Because all modern humans are genetically related (as members of the same species), it follows that we descended from a common ancestor. In 1987 a group of scientists claimed to have identified this ancestor as a Homo sapiens sapiens woman living in Africa about 200,000 B.P.1
Since then, however, other scientists have questioned this conclusion, pointing out that the research relies heavily on assumptions—which may be inaccurate—about the rate of natural mutation and the length of a generation.2 Other scientists have criticized the basic methodology of the DNA studies. They note that the order in which the data were entered into the computer affected the outcome, and that although each computer run produced several possible results—almost identical in terms of probability, but very different in their implications—only one of these alternatives was reported.3
The genetic studies have continued, however, and so have the warnings about relying too heavily on them.

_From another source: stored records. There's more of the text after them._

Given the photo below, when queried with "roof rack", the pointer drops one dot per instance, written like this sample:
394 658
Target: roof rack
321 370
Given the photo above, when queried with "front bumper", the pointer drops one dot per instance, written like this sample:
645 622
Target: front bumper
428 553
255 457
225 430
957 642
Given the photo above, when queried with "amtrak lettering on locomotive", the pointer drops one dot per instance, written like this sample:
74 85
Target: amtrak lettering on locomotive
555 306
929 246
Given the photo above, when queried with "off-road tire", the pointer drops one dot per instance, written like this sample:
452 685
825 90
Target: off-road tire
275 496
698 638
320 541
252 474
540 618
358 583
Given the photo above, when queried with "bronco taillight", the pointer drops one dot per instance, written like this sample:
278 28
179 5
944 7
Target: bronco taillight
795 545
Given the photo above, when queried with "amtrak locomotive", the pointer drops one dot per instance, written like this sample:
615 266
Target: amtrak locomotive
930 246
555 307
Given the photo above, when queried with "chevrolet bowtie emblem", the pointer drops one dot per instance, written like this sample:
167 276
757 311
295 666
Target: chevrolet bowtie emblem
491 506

Recent tests compared Neandertal DNA and modern human DNA and concluded that Neandertals and modern humans are not related.4 However, critics of this study have noted that the DNA samples being compared are 20,000 or more years apart in age, and that the degraded and fragmentary Neandertal DNA had to be reconstructed in the laboratory before it could be used. There’s no way to know if the reconstructed sequences match the original DNA. Perhaps more significantly, almost all excavated Neandertal bones are contaminated by modern DNA (transferred from the hands of archaeologists and scientists).
Until these problems have been dealt with, any conclusions resulting from DNA studies will be highly speculative.